All we know is, for a discrete Thunderbolt controller, the upstream for the controller as a host is PCIe gen 3 x4, and the downstream for the controller as a peripheral is also PCIe gen 3 x4. A single PCIe device can do up to 31.5 Gbps (after 128b/130b encoding) or ≈28 Gbps (after PCIe protocol).
That tech brief (too brief) was written before integrated Thunderbolt controllers. The upstream of a integrated host Thunderbolt controller is not PCIe gen 3 x4. For integrated Thunderbolt controllers with two ports (Ice Lake and Tiger Lake) it is known that the upstream of the controller is greater then PCIe gen 3 x4. So is there a way for them to get more than PCIe gen 3 x4 from a single port if there's multiple devices connected to the port? Probably not but but it would technically be possible since the Thunderbolt connection is 40 Gbps.
Now what about the 2750 MB/s limit for TB3/4 data devices? The doc doesn't say, but it could be that, of the 32 Gb/s available for data, TB additionally reserves 10 Gb/s for USB Gen 2 devices.
If anything is reserved for USB, it is reserved as tunnelled PCIe data since the USB controllers are PCIe XHCI controllers built into the Thunderbolt controller chip.
Thunderbolt doesn't reserve 10 Gbps for USB. Apple can use up to 38.9 Gbps for the Apple Pro Display XDR. You can connect two displays that use up to 34.56 Gbps total. When I tried, the max display bandwidth I could extract using two HBR2 connections over a single Thunderbolt cable was 31 Gbps (4096 x 2304 x 68.595 Hz = 681.76 MHz pixel clock x 24 bpp = 15.5 Gbps).
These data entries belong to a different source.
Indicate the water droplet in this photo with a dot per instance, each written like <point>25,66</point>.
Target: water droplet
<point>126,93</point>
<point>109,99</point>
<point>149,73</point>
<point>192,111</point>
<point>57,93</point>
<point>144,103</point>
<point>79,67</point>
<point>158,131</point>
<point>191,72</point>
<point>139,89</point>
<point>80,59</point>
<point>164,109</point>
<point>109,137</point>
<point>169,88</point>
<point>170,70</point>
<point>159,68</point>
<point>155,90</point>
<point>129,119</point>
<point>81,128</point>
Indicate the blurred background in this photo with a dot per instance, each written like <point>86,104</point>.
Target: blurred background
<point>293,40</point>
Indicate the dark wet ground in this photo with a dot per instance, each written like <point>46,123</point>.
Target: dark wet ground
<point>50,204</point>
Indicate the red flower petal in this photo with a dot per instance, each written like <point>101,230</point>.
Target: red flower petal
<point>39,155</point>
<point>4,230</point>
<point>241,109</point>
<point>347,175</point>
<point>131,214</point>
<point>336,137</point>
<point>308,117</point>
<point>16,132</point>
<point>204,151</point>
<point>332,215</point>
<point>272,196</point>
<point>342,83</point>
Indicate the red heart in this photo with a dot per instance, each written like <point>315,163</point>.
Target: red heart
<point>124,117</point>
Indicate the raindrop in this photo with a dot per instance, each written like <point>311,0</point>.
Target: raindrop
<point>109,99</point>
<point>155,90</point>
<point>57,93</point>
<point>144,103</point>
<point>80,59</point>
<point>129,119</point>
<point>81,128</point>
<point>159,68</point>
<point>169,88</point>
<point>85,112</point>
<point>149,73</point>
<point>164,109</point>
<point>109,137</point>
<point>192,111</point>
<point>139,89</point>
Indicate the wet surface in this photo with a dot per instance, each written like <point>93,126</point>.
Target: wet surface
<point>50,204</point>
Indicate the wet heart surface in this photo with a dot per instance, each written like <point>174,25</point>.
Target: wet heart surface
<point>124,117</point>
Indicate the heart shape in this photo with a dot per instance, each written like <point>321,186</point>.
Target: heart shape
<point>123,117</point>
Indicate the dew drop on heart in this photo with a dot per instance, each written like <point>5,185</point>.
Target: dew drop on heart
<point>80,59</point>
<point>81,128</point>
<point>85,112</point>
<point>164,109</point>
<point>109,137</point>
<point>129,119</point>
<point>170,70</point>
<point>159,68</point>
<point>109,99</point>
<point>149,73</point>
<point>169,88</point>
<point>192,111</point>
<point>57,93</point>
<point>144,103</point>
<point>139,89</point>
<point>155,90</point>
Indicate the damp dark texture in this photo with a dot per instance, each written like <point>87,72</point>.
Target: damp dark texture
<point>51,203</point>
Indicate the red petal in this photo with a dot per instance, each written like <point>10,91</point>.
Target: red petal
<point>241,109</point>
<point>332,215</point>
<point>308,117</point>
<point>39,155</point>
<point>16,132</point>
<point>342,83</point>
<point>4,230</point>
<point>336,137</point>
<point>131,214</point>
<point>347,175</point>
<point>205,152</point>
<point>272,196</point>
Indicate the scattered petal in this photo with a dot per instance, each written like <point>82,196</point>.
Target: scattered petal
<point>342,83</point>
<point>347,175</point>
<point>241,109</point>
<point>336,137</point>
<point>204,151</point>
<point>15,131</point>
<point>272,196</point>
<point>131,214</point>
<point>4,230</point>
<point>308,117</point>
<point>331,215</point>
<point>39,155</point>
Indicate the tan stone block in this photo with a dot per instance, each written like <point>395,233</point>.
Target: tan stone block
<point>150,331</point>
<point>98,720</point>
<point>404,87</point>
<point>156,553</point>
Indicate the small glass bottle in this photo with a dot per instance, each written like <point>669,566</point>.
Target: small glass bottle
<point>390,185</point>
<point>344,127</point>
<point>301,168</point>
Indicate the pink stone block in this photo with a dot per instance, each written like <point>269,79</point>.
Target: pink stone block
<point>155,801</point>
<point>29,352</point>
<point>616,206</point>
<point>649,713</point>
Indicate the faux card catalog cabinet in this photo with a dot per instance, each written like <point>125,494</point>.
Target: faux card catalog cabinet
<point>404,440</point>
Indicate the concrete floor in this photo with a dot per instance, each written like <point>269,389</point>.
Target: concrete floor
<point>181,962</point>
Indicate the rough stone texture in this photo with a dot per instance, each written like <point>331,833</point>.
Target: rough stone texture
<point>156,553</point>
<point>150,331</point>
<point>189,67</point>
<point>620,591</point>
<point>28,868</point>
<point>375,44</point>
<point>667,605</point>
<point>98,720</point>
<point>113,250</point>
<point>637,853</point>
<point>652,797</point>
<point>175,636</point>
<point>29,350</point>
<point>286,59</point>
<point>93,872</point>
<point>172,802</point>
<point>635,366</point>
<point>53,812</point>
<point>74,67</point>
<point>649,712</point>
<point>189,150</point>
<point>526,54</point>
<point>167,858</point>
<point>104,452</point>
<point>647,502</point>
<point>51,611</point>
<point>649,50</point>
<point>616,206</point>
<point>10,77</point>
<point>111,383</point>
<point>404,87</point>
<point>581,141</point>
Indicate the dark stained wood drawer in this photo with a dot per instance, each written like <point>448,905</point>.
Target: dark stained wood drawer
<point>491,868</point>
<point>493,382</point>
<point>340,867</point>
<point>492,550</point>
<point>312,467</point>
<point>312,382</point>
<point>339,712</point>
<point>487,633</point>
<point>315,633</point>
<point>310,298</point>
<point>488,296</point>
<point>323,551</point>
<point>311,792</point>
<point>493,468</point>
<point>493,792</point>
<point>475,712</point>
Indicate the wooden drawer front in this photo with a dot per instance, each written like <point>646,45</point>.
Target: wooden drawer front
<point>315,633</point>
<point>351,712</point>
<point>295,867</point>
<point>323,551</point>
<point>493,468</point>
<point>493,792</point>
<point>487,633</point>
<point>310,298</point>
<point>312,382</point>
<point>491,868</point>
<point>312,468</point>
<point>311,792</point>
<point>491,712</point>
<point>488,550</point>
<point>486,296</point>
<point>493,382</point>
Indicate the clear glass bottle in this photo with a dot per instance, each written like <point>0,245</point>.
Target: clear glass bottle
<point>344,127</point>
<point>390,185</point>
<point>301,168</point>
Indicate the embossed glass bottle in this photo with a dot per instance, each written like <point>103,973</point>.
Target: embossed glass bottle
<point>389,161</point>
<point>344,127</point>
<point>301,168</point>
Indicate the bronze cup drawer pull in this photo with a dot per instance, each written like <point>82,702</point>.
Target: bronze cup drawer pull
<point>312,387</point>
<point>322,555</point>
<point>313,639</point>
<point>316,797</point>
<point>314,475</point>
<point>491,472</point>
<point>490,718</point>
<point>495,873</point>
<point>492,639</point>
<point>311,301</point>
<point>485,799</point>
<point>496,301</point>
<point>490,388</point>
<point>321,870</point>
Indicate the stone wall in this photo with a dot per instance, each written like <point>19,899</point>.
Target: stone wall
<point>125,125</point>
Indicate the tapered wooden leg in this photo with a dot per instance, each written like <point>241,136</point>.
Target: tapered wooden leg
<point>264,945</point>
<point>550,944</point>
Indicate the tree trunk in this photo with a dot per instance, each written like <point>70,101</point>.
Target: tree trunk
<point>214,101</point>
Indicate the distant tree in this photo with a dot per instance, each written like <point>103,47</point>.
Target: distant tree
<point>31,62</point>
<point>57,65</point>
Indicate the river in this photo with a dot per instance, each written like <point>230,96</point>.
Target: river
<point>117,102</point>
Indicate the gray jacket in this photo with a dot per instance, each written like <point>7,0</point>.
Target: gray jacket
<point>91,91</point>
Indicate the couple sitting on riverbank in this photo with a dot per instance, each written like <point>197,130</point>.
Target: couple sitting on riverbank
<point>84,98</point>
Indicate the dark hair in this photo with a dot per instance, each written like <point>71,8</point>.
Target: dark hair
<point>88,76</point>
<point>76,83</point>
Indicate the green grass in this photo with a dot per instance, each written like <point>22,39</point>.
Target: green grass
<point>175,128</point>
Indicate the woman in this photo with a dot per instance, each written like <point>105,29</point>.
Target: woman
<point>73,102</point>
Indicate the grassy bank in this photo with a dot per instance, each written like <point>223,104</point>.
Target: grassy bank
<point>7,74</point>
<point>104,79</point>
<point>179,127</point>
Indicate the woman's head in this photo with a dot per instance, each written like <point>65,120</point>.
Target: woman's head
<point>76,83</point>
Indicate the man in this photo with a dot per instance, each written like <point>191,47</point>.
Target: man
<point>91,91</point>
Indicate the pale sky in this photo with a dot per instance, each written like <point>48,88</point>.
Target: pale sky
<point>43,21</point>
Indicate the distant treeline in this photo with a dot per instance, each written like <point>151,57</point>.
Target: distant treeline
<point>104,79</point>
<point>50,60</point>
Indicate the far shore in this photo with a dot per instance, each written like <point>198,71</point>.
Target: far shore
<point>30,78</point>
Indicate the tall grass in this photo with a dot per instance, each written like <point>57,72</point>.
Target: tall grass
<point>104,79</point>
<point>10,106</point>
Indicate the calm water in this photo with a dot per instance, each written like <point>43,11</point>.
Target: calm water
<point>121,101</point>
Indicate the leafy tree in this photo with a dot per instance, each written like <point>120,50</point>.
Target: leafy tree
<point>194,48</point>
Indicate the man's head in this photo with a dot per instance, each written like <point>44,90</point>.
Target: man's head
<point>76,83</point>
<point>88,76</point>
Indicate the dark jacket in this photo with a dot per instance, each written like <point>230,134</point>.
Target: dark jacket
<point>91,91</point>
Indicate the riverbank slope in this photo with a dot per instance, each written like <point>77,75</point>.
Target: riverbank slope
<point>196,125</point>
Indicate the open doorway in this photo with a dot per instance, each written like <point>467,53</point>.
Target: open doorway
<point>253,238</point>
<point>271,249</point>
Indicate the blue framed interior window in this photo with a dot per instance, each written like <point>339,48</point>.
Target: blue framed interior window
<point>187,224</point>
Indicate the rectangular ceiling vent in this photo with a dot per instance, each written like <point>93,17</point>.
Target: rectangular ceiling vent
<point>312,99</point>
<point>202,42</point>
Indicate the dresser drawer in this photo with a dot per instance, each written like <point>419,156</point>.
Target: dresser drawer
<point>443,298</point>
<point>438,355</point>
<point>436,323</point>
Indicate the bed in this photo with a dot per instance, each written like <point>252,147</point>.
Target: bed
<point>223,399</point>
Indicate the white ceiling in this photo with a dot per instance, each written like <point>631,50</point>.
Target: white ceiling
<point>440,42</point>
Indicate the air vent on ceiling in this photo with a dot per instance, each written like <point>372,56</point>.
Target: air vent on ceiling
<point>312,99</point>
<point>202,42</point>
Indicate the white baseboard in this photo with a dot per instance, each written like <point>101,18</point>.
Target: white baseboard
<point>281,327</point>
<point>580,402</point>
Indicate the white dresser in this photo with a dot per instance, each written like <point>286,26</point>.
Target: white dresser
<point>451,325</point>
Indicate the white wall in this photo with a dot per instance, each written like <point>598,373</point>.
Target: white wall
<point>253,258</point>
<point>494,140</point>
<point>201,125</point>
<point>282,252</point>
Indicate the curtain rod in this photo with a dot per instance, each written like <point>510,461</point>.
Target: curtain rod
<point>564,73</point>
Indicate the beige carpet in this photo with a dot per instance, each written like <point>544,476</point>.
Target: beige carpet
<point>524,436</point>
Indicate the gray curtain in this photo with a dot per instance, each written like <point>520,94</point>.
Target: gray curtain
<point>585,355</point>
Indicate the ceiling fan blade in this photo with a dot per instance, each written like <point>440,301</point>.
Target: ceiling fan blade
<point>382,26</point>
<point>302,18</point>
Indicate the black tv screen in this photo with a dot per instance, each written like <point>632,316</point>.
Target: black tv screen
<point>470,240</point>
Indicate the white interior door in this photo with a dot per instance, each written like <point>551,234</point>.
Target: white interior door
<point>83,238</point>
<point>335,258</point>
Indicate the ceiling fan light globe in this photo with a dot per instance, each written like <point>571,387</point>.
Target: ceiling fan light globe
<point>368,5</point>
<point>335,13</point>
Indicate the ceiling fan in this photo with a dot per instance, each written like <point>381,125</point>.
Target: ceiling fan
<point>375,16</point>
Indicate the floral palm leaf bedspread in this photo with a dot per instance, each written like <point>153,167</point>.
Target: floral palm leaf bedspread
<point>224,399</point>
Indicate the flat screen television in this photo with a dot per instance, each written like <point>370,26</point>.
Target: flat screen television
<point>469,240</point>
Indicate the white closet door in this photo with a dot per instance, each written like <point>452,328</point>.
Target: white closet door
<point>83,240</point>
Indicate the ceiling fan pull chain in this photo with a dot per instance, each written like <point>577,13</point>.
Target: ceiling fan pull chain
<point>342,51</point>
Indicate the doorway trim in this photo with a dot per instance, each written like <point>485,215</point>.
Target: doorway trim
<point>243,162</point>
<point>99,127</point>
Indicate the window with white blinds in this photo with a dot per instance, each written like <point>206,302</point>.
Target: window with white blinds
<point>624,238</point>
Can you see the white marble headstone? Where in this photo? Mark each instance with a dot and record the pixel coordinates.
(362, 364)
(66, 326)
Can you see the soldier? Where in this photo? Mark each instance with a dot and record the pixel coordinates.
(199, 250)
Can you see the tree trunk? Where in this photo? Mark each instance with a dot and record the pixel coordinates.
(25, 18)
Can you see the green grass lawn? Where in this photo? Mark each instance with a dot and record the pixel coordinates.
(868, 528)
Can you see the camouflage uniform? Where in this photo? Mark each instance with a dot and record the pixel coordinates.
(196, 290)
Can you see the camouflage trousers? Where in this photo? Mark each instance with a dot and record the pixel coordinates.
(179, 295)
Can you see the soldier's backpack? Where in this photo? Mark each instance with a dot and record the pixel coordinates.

That would leave 22 Gb/s = 2750 Mb/s for the TB3 device.
Except we've seen 25 Gbps benchmarks.
Finally, the document explains that TB gives priority to video over data (makes sense--a frozen display would be much more irritating than having to wait longer for data transmittal) and, from one of their graphics (screenshotted below), it appears it can allocate up to 32 Gb/s for video (less headroom), which means it uses the 8 Gb/s from the Display Port and borrows an additional 24 Gb/s from PICe. This allows it to drive two 4096 x 2160 displays @30bpp*/60 Hz, without compression (*30 bits per pixel = 10-bit color with fulll color depth, i.e., 4:4:4):
Yes, 32 Gbps is about the limit of two HBR2 connections (34.56 Gbps total).
But Apple can do two HBR3 connections up to 38.9 Gbps.
For my dual HBR2 tests, instead of using 30bpp, I used 24bpp so I wouldn't have to worry about macOS switching from 10bpc to 8bpc. Then I just increased the refresh rate from 60Hz until it would stop allowing the resolution (68.595 MHz).
Anyway this talk of reserved or allocated bandwidth is overly complicated and not very descriptive of what we're seeing. Isn't it simpler to say that DisplayPort uses what is required for the current display mode of each connected display, then whatever remains up to ≈22 - 25 Gbps (less than 26 Gbps so far) can be used for PCIe?
For Thunderbolt 4 and USB4, new tests need to be done and the tests should add cases that include USB tunnelling. For example, what's the max total bandwidth that can be achieved using USB tunnelling and PCIe tunnelling as measured by a benchmark like ATTO Disk Benchmark.app that can measure multiple devices at once? Maybe this has more of a chance of exceeding 26 Gbps since the tunnelled USB is totally separate from tunnelled PCIe so there's no squeezing (however unnecessarily) of multiple Thunderbolt devices into a PCIe gen 3 x4 bottleneck.